Energy becomes the hardest barrier

The oxygen calculation turns into an energy calculation. The paper estimates that water electrolysis for a breathable oxygen inventory would require reversible work of about 1.3 × 10^25 joules before losses and sink-management costs.

Spread over a millennium, that still implies power on the order of hundreds of terawatts. That is many times humanity’s current average global power use. Shorter schedules push the demand even higher.

Energy also appears throughout the rest of the system. Factories would need power to mine ice, process gases, build mirrors, synthesize greenhouse agents and maintain infrastructure. Industrial machines would have to run in a cold, dusty, low-pressure environment.

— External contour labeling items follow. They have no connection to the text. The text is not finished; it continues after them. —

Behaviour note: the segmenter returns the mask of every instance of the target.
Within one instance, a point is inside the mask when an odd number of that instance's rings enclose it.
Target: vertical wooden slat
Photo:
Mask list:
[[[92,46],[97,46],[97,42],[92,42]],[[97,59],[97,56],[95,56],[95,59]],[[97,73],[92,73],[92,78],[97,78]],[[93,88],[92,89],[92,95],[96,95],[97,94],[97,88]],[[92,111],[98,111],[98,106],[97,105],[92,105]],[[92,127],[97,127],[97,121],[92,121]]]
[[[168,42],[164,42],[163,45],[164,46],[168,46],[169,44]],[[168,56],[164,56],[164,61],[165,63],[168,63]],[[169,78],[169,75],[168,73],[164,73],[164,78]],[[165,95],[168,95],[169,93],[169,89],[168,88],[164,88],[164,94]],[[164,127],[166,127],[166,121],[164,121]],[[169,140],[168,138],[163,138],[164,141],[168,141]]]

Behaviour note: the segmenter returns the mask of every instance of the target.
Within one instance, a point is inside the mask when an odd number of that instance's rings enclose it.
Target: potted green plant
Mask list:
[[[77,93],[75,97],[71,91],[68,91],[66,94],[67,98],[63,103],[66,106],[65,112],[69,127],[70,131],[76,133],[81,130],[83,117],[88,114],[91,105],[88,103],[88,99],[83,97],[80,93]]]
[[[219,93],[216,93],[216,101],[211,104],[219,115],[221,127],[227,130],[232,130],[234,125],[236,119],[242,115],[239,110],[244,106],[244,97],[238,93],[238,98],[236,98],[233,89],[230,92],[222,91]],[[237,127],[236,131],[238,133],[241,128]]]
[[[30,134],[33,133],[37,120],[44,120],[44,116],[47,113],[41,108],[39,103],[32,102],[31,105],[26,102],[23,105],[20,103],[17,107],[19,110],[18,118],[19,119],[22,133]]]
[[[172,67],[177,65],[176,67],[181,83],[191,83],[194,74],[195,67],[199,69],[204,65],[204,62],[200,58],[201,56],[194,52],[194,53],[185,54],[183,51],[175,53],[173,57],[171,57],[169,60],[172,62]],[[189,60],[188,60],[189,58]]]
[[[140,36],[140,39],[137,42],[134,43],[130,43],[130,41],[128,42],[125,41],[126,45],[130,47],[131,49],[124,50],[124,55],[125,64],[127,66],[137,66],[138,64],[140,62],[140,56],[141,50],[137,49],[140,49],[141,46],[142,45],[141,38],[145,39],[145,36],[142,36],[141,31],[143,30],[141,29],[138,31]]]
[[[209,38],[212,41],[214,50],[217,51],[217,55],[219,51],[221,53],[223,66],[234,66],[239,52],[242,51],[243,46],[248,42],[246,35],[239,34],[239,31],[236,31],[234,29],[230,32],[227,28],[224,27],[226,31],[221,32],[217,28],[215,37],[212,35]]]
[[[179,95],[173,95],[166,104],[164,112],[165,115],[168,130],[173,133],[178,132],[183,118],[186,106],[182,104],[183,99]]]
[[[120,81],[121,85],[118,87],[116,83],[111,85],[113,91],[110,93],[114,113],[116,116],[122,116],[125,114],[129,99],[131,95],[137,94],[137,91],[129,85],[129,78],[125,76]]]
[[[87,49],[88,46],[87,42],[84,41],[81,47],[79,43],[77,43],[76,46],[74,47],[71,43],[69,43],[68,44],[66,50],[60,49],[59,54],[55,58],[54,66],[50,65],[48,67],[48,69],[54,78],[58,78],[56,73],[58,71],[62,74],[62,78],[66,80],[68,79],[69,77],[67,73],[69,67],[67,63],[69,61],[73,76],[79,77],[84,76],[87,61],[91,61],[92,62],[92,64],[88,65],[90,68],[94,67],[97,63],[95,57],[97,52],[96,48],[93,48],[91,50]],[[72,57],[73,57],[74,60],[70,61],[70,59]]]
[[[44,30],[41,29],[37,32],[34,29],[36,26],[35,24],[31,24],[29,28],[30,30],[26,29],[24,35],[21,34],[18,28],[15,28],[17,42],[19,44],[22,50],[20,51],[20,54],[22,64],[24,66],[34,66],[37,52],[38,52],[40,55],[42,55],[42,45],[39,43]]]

Then there is persistence. Mars can lose atmospheric gases to space and can lock gases into minerals or ice. Any long-term terraforming program would need to replace losses and counter chemical sinks.

For this reason, the paper frames terraforming as a throughput problem as much as a climate problem. A future civilization would need sustained planetary industry, high power generation and long-term control systems. The project would be measured across centuries.

Greenhouse habitats may come first

The most near-term route in the study points toward covered regions. The paper says, “Regional and covered-area habitability is the physically favored staged path.” That means enclosed habitats and greenhouse-like structures could deliver useful living space before a global atmosphere becomes possible.

Paraterraforming has several advantages. A structure can hold higher pressure inside while the Martian atmosphere remains thin outside. It can also trap heat locally and protect crops or equipment from the full outdoor environment.

On Mars, pressure differences can even help support certain greenhouse designs. A habitat at around 100 millibars would press outward against the low-pressure surroundings. With proper materials and engineering, that could help create large enclosed agricultural zones.

These local environments would still require energy, water, air handling, radiation protection and maintenance. Yet they avoid the need to fill an entire planet’s atmosphere at once. They also let engineers learn from smaller systems before attempting larger ones.

Turyshev’s analysis leaves Mars with its long-standing appeal. The red planet has water ice, sunlight, land area and scientific value. The new accounting gives that dream a sharper scale: the first habitable Mars may look like a network of engineered oases, while an Earthlike open world remains a far-future undertaking.